It is so cold out! I hibernate when the winter sets in to this extreme.
My thoughts turn to soup and baking. Not bundling up for the trek to the grocery store for any exotic ingredients . Searched the cupboards and found onions. Some leftover white wine......French Onion Soup.
My favourite recipe for onion soup comes from Great Good Food cookbook by Julie Rosso. So easy.
2 cups sliced onions ( spanish I used regular white
2 cups white wine
1 TB butter
In a preheated 425 oven ,combine first 3 ingredients in pyrex dish ake until most of the liquid is evaporated, stir once or twice.
In medium saucepan pour 4 cups beef broth add cooked onion mixture simmer for 1/2 hour. In oven proof bowls ladle soup top with dry bread round top with mixture of parmesan cheese, cheddar cheese and swiss cheese... Broil.
To go with this yummo soup, fresh baked bread.
There is no better fragrance in the house than bread baking in the oven . This recipe is from Martha Stewart called Shaker bread.Makes one 9-by-5-inch loaf
1 envelope active dry yeast
2 tablespoons warm water (110 degrees)
1 tablespoon sugar
1 cup warm milk (110 degrees)
3 tablespoons butter, softened, plus more for bowl and pan
1 1/4 teaspoons salt
3 1/2 cups all-purpose flour, plus more for work surface
Sprinkle yeast over warm water in the bowl of an electric mixer fitted with the paddle attachment. Add sugar, and stir until dissolved. Let stand until foamy, about 5 minutes.
With mixer on low speed, gradually add milk, butter, and salt to the yeast mixture. Mix in flour, about 1 cup at a time, and mix on medium speed until combined. Turn out dough onto a lightly floured surface, and knead until soft and smooth, about 5 minutes.

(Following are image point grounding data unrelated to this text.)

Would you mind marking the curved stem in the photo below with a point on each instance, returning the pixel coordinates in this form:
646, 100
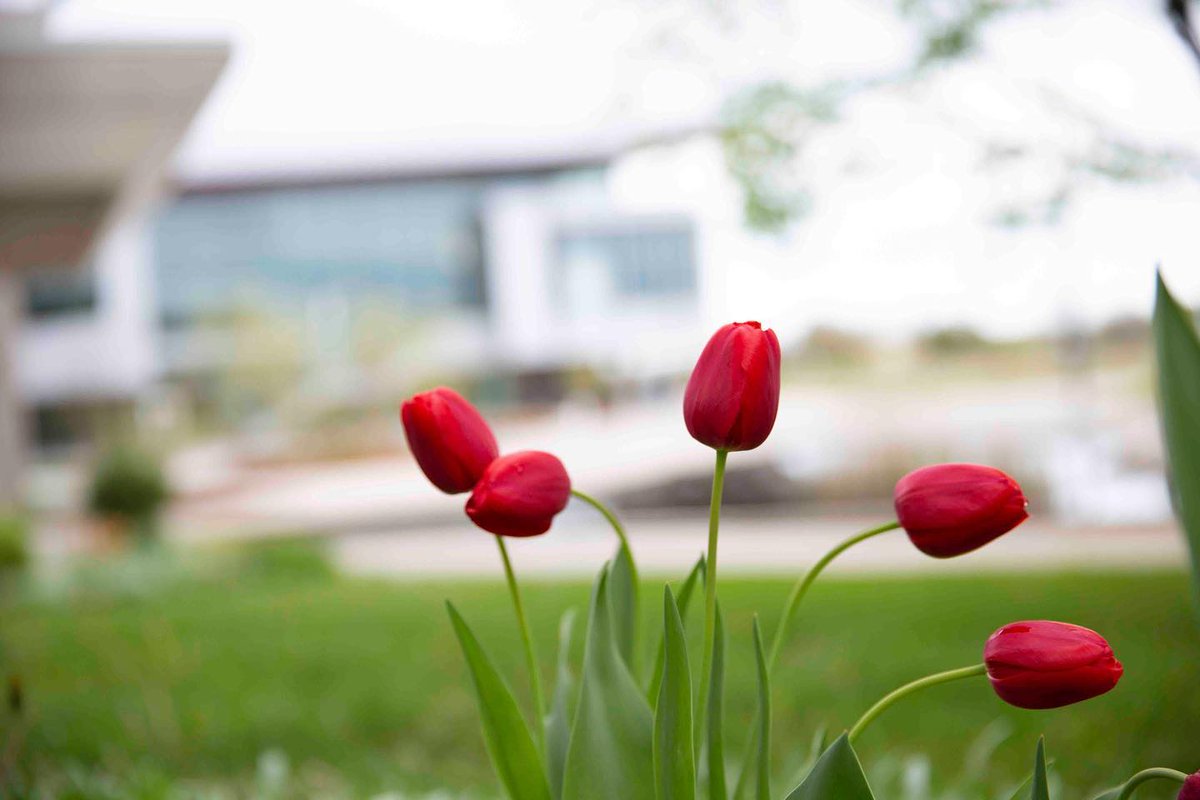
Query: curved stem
607, 515
714, 522
539, 701
802, 585
909, 689
1150, 775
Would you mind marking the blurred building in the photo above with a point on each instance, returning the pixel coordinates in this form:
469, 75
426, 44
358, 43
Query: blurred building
85, 133
515, 270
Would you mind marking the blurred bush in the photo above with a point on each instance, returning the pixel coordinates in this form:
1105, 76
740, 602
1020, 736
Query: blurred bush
291, 558
129, 487
13, 543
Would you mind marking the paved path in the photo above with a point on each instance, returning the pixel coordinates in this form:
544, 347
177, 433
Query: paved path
757, 546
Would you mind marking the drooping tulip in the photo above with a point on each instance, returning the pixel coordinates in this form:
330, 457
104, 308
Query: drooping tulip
1044, 665
520, 494
449, 438
953, 509
732, 396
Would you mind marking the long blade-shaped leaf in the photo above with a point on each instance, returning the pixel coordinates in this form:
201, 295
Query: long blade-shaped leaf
1041, 788
1179, 394
505, 732
762, 758
675, 762
718, 787
623, 597
558, 721
685, 591
612, 738
835, 776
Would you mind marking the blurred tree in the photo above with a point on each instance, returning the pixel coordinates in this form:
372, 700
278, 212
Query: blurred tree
768, 126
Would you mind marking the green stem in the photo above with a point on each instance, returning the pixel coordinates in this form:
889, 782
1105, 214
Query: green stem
909, 689
714, 522
539, 701
1150, 775
612, 521
802, 585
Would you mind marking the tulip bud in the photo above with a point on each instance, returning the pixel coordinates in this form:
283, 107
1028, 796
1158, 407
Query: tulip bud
953, 509
733, 392
449, 439
1043, 665
520, 494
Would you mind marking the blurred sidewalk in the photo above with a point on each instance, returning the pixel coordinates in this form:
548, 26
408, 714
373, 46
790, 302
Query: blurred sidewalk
577, 548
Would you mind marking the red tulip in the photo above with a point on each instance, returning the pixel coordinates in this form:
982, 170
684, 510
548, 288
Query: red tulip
449, 439
953, 509
733, 392
1043, 665
520, 494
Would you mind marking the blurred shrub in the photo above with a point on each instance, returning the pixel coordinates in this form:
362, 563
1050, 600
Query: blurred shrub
951, 341
129, 486
13, 543
300, 557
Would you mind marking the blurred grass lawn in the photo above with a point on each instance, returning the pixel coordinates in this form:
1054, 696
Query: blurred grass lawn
360, 684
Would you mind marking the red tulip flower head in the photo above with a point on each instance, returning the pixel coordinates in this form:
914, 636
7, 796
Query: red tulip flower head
953, 509
520, 494
448, 437
1043, 665
732, 396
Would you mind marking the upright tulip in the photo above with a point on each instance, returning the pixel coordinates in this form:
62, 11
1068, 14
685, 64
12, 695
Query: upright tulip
732, 396
520, 494
449, 438
953, 509
1043, 665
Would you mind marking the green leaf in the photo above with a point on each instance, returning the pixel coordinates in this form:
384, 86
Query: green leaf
762, 758
718, 787
685, 591
1041, 788
611, 753
675, 761
505, 732
835, 776
558, 721
1179, 396
623, 599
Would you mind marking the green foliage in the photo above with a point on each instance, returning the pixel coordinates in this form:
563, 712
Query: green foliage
762, 758
127, 485
675, 763
363, 685
508, 737
611, 750
13, 543
562, 708
623, 596
714, 729
1179, 392
287, 558
835, 776
1039, 789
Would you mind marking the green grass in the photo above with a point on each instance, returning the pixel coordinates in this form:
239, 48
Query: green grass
360, 683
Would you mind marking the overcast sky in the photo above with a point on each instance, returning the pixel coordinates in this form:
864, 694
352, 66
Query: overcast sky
361, 84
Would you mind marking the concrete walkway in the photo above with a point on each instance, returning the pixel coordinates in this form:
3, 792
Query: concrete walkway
773, 546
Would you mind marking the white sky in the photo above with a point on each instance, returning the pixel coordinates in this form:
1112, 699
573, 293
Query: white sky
899, 235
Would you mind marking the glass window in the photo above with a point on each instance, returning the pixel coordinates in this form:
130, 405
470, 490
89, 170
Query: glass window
57, 292
641, 259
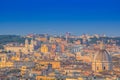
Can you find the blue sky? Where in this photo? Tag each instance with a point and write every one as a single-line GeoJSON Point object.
{"type": "Point", "coordinates": [60, 16]}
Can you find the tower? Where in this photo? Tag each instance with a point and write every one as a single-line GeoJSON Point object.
{"type": "Point", "coordinates": [102, 60]}
{"type": "Point", "coordinates": [32, 45]}
{"type": "Point", "coordinates": [26, 43]}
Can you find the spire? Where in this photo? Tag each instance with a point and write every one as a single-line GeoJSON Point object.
{"type": "Point", "coordinates": [102, 46]}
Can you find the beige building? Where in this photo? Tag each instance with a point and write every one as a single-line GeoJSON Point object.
{"type": "Point", "coordinates": [4, 62]}
{"type": "Point", "coordinates": [102, 61]}
{"type": "Point", "coordinates": [24, 49]}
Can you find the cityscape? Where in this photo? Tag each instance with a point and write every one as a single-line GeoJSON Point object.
{"type": "Point", "coordinates": [59, 57]}
{"type": "Point", "coordinates": [59, 39]}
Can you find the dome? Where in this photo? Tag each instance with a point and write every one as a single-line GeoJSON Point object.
{"type": "Point", "coordinates": [102, 56]}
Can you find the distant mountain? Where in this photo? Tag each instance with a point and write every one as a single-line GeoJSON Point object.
{"type": "Point", "coordinates": [4, 39]}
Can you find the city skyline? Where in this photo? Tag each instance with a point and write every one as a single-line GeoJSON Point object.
{"type": "Point", "coordinates": [58, 17]}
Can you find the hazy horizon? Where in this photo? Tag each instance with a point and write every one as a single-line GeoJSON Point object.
{"type": "Point", "coordinates": [58, 17]}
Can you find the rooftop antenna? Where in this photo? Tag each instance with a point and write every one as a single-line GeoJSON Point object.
{"type": "Point", "coordinates": [102, 46]}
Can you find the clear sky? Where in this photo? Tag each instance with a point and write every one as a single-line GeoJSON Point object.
{"type": "Point", "coordinates": [60, 16]}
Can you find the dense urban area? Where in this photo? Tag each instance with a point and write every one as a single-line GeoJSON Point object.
{"type": "Point", "coordinates": [59, 57]}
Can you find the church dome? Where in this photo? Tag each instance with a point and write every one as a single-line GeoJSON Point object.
{"type": "Point", "coordinates": [102, 56]}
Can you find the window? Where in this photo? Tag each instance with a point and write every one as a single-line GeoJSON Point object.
{"type": "Point", "coordinates": [104, 67]}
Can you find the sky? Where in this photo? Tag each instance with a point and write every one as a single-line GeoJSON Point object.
{"type": "Point", "coordinates": [60, 16]}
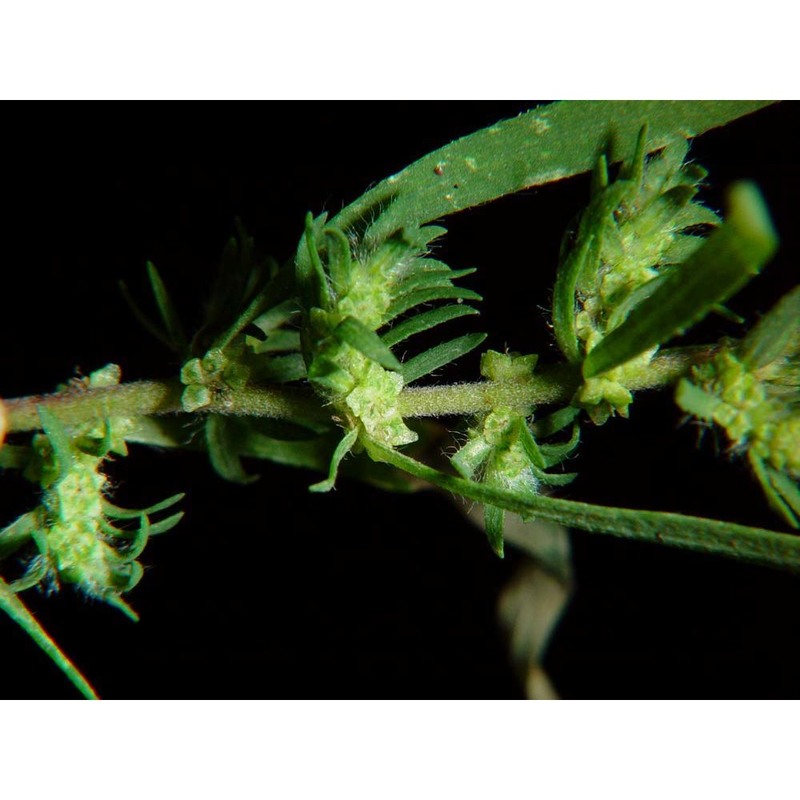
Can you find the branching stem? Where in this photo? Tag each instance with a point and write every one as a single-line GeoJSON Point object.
{"type": "Point", "coordinates": [548, 385]}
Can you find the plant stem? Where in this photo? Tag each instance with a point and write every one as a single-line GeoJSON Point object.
{"type": "Point", "coordinates": [755, 545]}
{"type": "Point", "coordinates": [550, 384]}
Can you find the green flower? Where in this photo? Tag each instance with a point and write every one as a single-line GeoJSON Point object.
{"type": "Point", "coordinates": [752, 392]}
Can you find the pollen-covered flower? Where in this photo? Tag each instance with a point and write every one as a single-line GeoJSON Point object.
{"type": "Point", "coordinates": [633, 232]}
{"type": "Point", "coordinates": [72, 527]}
{"type": "Point", "coordinates": [358, 306]}
{"type": "Point", "coordinates": [501, 450]}
{"type": "Point", "coordinates": [752, 392]}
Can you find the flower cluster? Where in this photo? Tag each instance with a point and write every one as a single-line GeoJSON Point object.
{"type": "Point", "coordinates": [501, 450]}
{"type": "Point", "coordinates": [72, 527]}
{"type": "Point", "coordinates": [632, 233]}
{"type": "Point", "coordinates": [357, 306]}
{"type": "Point", "coordinates": [752, 392]}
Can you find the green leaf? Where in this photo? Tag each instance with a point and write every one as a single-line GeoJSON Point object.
{"type": "Point", "coordinates": [311, 278]}
{"type": "Point", "coordinates": [726, 261]}
{"type": "Point", "coordinates": [166, 308]}
{"type": "Point", "coordinates": [283, 369]}
{"type": "Point", "coordinates": [425, 321]}
{"type": "Point", "coordinates": [405, 302]}
{"type": "Point", "coordinates": [115, 512]}
{"type": "Point", "coordinates": [493, 522]}
{"type": "Point", "coordinates": [438, 356]}
{"type": "Point", "coordinates": [358, 335]}
{"type": "Point", "coordinates": [431, 279]}
{"type": "Point", "coordinates": [754, 545]}
{"type": "Point", "coordinates": [339, 260]}
{"type": "Point", "coordinates": [342, 449]}
{"type": "Point", "coordinates": [15, 608]}
{"type": "Point", "coordinates": [543, 145]}
{"type": "Point", "coordinates": [775, 332]}
{"type": "Point", "coordinates": [151, 327]}
{"type": "Point", "coordinates": [553, 423]}
{"type": "Point", "coordinates": [222, 452]}
{"type": "Point", "coordinates": [696, 401]}
{"type": "Point", "coordinates": [782, 495]}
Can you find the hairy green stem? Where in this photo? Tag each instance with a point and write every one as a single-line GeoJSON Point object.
{"type": "Point", "coordinates": [755, 545]}
{"type": "Point", "coordinates": [550, 384]}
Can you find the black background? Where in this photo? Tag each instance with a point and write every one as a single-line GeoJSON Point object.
{"type": "Point", "coordinates": [268, 591]}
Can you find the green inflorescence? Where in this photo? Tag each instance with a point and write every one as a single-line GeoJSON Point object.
{"type": "Point", "coordinates": [75, 527]}
{"type": "Point", "coordinates": [752, 392]}
{"type": "Point", "coordinates": [501, 450]}
{"type": "Point", "coordinates": [348, 300]}
{"type": "Point", "coordinates": [633, 231]}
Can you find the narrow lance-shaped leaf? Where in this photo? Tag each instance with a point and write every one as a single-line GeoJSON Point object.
{"type": "Point", "coordinates": [166, 308]}
{"type": "Point", "coordinates": [438, 356]}
{"type": "Point", "coordinates": [425, 321]}
{"type": "Point", "coordinates": [342, 449]}
{"type": "Point", "coordinates": [774, 332]}
{"type": "Point", "coordinates": [221, 452]}
{"type": "Point", "coordinates": [543, 145]}
{"type": "Point", "coordinates": [726, 261]}
{"type": "Point", "coordinates": [755, 545]}
{"type": "Point", "coordinates": [15, 608]}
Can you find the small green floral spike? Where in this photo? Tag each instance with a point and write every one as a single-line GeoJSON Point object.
{"type": "Point", "coordinates": [72, 528]}
{"type": "Point", "coordinates": [501, 451]}
{"type": "Point", "coordinates": [753, 393]}
{"type": "Point", "coordinates": [634, 229]}
{"type": "Point", "coordinates": [350, 299]}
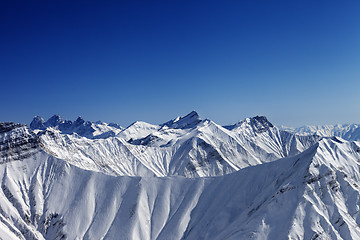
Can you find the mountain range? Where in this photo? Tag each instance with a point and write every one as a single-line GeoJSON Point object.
{"type": "Point", "coordinates": [187, 178]}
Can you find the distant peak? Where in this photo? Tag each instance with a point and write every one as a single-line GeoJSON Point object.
{"type": "Point", "coordinates": [258, 123]}
{"type": "Point", "coordinates": [79, 121]}
{"type": "Point", "coordinates": [188, 121]}
{"type": "Point", "coordinates": [37, 123]}
{"type": "Point", "coordinates": [8, 126]}
{"type": "Point", "coordinates": [55, 120]}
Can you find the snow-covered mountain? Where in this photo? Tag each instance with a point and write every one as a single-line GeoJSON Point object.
{"type": "Point", "coordinates": [186, 146]}
{"type": "Point", "coordinates": [79, 126]}
{"type": "Point", "coordinates": [346, 131]}
{"type": "Point", "coordinates": [311, 195]}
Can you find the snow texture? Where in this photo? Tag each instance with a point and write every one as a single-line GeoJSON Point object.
{"type": "Point", "coordinates": [185, 179]}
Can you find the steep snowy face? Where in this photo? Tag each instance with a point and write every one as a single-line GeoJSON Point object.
{"type": "Point", "coordinates": [258, 124]}
{"type": "Point", "coordinates": [313, 195]}
{"type": "Point", "coordinates": [205, 149]}
{"type": "Point", "coordinates": [79, 126]}
{"type": "Point", "coordinates": [37, 123]}
{"type": "Point", "coordinates": [188, 121]}
{"type": "Point", "coordinates": [17, 142]}
{"type": "Point", "coordinates": [346, 131]}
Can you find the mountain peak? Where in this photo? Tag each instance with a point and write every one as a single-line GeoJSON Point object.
{"type": "Point", "coordinates": [258, 123]}
{"type": "Point", "coordinates": [188, 121]}
{"type": "Point", "coordinates": [54, 121]}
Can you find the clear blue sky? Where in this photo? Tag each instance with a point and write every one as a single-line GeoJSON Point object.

Place dough in a large, buttered bowl, and cover loosely with plastic wrap. Let rise in a warm, draft-free place until doubled in bulk, 1 to 1 1/2 hours.
Preheat oven to 350. Butter a 9-by-5-inch loaf pan; set aside. Turn out dough onto a lightly floured work surface, and knead until smooth. Shape dough into a 9-inch-long log. Place in prepared loaf pan, and let rise in a warm, draft-free place until dough has doubled in bulk, 30 to 45 minutes.
Bake until top is golden brown and bread is cooked through, about 50 minutes.
Slathered in butter goes so well with steaming hot soup. Perfect winter fare.